Incrociando dati del modello BIM (di progetto e del costruito) quali l’organizzazione degli spazi, le caratteristiche degli stessi, i requisiti prestazionali su cui è stato dimensionato un impianto, il numero massimo di occupanti previsto per un ambiente, la dislocazione spaziale delle attrezzature e dei dispositivi. Anche di protezione, con i dati derivanti da dispositivi di misura installati sul campo (dispositivi IOT) che raccontano in tempo reale quanto accade nel mondo fisico, mostrando ad esempio i livelli di sostanze volatili disperse negli ambienti, il numero di occupanti effettivo di un locale, il funzionamento di attrezzature e impianti… Algoritmi di analisi di tali dati, programmati ad hoc, fanno emergere potenziali rischi dovuti a situazioni che tendono a deviare da quanto previsto essere il comportamento sicuro. Permettono, inoltre, al responsabile di intervenire fornendogli un quadro reale, aggiornato e dettagliato del contesto d’intervento. Inoltre, in caso di emergenza la stessa completezza di informazioni permette di agire tempestivamente valutando il miglior piano d’azione. Nello sviluppo del quale il ragionamento è supportato anche attivamente, in un orizzonte futuro, da alert interattivi forniti dalla piattaforma.

Questo modo di procedere è in grado già oggi di abilitare una reattività impensabile con sistemi di gestione dell’intervento più tradizionali. In un futuro non troppo lontano potrebbe aprire a scenari di gestione della sicurezza evoluti, in cui, ad esempio, sarà possibile (attraverso il tracciamento automatico delle persone presenti in un edificio) portare a termine un’evacuazione d’emergenza grazie al pieno controllo della situazione garantito dalla disponibilità completa di informazioni vitali.

 

La gestione informativa digitale però non è richiamata nella normativa sulla sicurezza!

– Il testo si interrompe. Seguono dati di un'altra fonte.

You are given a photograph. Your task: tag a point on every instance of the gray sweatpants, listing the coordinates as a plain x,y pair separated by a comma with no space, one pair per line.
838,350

La normativa in Italia non prescrive per la sicurezza, a differenza di altri contesti, la gestione informativa digitale (BIM). Sarebbe auspicabile che in futuro questa dimensione e gli usi dei modelli da essa previsti venissero non solo presi in considerazione, bensì incentivati, così da riuscire a rendere infine più sostenibile anche questo aspetto, talvolta drammatico, del nostro settore.